I could never look at it for long. A look of shock, of course. And pain, yes. But something else, something I could not understand then—can barely understand now. A look of pleading, of utter renunciation, of love. Of love beyond all song andargument.
No one could tell you about my father without first telling you
something about her. …
For twenty-six years, Antonín Sedlák was like every other
mother’s son in the city of Brno, Czechoslovakia—four rows up,
three over—running his own particular course to the sea. Then
he ran into her, and nothing was ever the same for him again.
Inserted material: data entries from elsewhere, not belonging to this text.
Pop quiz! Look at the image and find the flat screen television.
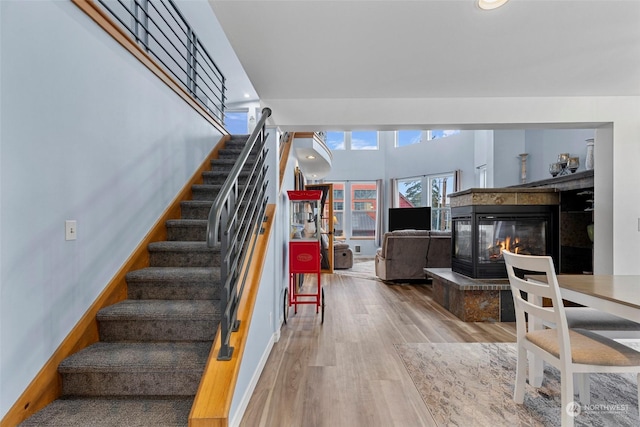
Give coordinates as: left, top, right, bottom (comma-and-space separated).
389, 207, 431, 231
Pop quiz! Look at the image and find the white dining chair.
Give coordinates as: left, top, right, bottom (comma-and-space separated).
503, 250, 640, 427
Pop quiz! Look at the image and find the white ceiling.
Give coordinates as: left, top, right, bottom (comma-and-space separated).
209, 0, 640, 130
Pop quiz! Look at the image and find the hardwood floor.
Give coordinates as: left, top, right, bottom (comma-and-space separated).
241, 261, 515, 427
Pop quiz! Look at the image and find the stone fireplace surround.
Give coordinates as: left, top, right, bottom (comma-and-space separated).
424, 187, 559, 322
424, 170, 594, 322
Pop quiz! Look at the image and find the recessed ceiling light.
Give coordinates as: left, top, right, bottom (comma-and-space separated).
478, 0, 509, 10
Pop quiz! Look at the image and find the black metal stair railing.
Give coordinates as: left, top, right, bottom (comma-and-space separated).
95, 0, 226, 123
207, 108, 271, 360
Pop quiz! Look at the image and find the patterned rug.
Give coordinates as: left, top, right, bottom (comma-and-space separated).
395, 343, 640, 427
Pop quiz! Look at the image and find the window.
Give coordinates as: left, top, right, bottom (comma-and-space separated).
429, 175, 455, 230
224, 110, 249, 135
427, 129, 460, 140
396, 130, 423, 147
351, 182, 378, 239
351, 131, 378, 150
353, 189, 377, 200
333, 182, 344, 237
395, 177, 427, 208
394, 174, 455, 230
325, 132, 346, 150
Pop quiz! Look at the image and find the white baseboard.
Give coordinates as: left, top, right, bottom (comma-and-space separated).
229, 328, 280, 427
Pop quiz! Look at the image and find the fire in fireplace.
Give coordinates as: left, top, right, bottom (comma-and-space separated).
451, 191, 559, 278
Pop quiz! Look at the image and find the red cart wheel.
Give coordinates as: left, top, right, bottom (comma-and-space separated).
282, 288, 289, 325
320, 288, 324, 324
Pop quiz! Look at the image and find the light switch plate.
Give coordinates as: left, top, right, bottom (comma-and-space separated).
64, 220, 78, 240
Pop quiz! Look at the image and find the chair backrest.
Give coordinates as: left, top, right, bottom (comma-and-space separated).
502, 250, 569, 349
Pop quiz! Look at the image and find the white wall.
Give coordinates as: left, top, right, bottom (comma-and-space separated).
0, 1, 221, 416
229, 128, 282, 425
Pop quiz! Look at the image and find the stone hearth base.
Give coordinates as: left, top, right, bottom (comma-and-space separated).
424, 268, 515, 322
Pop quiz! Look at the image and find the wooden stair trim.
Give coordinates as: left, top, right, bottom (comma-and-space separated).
0, 135, 230, 427
278, 132, 294, 191
189, 204, 276, 427
71, 0, 228, 135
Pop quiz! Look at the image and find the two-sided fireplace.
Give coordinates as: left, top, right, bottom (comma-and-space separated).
451, 188, 559, 279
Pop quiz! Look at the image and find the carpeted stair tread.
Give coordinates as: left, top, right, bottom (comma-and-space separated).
19, 397, 193, 427
147, 241, 220, 267
180, 200, 213, 220
165, 219, 208, 242
148, 241, 220, 252
127, 267, 220, 283
166, 219, 207, 227
126, 267, 220, 300
96, 300, 220, 322
58, 341, 212, 374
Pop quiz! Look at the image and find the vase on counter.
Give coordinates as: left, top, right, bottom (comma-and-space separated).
584, 138, 594, 170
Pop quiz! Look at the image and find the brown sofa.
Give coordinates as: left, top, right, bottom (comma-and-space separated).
375, 230, 451, 281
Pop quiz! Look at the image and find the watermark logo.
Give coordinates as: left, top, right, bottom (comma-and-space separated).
564, 402, 582, 418
564, 402, 629, 418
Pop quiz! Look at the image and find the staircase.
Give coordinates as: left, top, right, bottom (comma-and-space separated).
20, 135, 251, 427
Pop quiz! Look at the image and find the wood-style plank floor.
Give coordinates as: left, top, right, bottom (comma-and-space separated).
241, 260, 515, 427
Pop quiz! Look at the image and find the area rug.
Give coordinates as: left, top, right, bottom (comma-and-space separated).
395, 343, 640, 427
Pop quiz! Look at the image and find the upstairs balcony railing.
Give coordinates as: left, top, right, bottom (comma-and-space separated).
95, 0, 226, 123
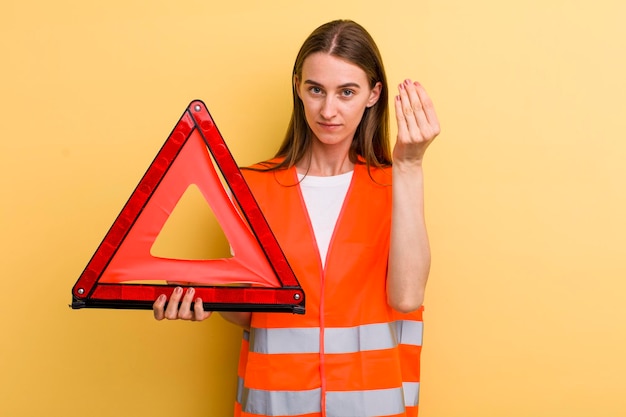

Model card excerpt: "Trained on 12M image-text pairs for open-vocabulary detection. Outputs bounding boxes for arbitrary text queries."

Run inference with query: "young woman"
[154,20,439,417]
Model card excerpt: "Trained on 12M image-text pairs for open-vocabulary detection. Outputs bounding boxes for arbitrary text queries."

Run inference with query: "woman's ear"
[293,74,302,100]
[367,81,383,107]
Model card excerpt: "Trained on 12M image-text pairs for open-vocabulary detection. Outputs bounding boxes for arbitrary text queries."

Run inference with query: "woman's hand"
[152,287,212,321]
[393,79,440,165]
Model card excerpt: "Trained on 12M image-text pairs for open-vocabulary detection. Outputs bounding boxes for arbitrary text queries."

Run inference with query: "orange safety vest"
[235,164,423,417]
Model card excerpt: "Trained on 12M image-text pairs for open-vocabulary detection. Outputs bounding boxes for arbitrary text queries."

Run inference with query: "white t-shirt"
[298,171,353,265]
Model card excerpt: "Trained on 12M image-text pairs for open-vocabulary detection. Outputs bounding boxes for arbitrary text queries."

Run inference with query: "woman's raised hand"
[393,79,440,164]
[152,287,212,321]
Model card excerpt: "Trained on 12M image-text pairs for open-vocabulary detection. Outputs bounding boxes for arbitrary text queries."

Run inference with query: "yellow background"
[0,0,626,417]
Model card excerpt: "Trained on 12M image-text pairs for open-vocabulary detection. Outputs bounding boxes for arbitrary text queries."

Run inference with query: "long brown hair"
[260,20,391,169]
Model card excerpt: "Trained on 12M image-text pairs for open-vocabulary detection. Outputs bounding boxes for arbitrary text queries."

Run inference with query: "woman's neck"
[296,150,354,177]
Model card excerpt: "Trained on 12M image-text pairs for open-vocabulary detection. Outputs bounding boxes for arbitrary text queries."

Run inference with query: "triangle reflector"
[71,100,304,314]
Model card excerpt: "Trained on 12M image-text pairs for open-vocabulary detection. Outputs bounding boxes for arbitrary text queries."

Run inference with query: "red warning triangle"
[72,100,304,313]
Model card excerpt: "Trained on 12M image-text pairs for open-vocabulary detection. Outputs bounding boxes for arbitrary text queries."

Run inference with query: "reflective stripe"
[237,378,412,417]
[326,388,405,417]
[250,327,320,354]
[250,320,423,354]
[402,382,420,407]
[237,379,322,416]
[324,323,398,353]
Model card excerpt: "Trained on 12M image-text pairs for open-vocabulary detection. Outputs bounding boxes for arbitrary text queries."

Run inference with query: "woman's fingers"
[152,287,211,321]
[396,79,439,142]
[152,294,167,320]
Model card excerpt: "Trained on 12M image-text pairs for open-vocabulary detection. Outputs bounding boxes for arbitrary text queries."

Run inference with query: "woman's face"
[294,52,381,151]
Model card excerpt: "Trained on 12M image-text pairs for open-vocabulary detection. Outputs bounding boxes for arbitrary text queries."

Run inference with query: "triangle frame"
[71,100,305,314]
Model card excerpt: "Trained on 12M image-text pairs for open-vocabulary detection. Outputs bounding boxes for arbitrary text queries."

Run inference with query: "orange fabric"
[236,165,421,417]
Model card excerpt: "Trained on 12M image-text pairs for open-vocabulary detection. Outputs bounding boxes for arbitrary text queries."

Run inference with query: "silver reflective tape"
[395,320,424,346]
[402,382,420,407]
[324,323,397,353]
[244,320,424,354]
[326,388,405,417]
[237,384,322,416]
[237,377,243,404]
[250,327,320,354]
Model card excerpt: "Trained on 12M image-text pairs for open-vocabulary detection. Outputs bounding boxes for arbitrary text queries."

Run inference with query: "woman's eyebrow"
[304,80,361,88]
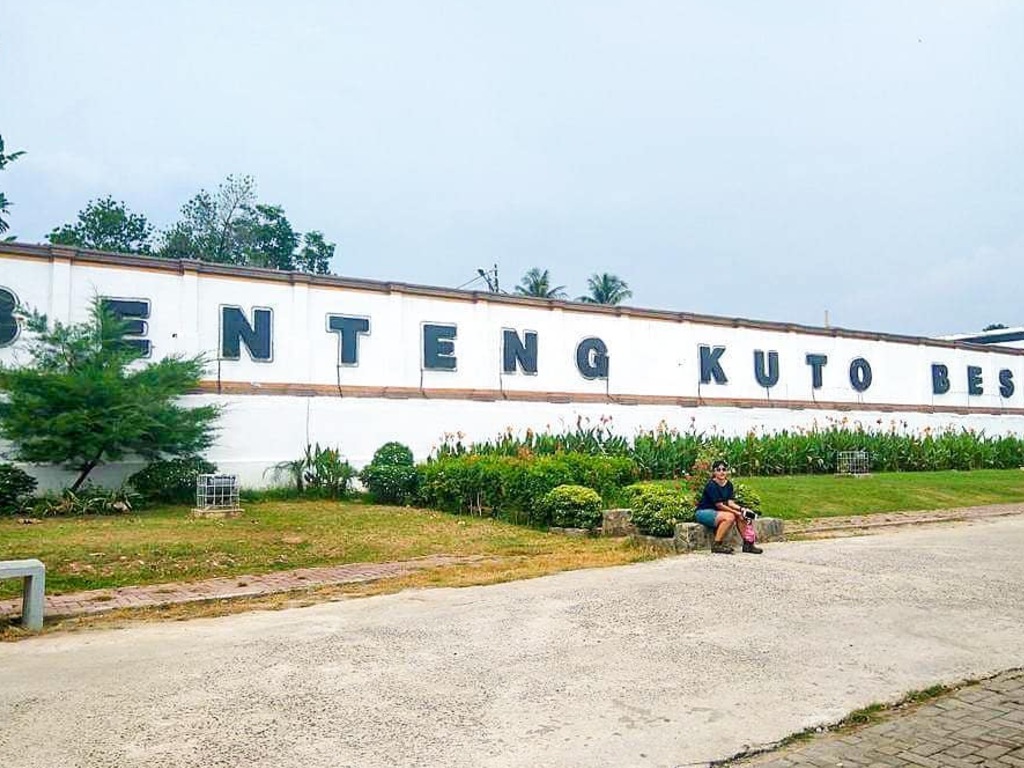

What can I say about my father that isn’t bent out of truth by
hindsight, misshapen by love? My father was a good and decent
man, I think, a man capable of outrage over the world he happened
to have found himself in, but someone whose faith in reason,
like some men’s faith in God or love, remained intact long after his life had made it ridiculous… Everything that he accomplished in his life was a violence against that almost-smile. Against its generosity, its good-humored reasonableness and decency. Against his very nature. And that, too, the smile seems to anticipate, and accept for the irony it is.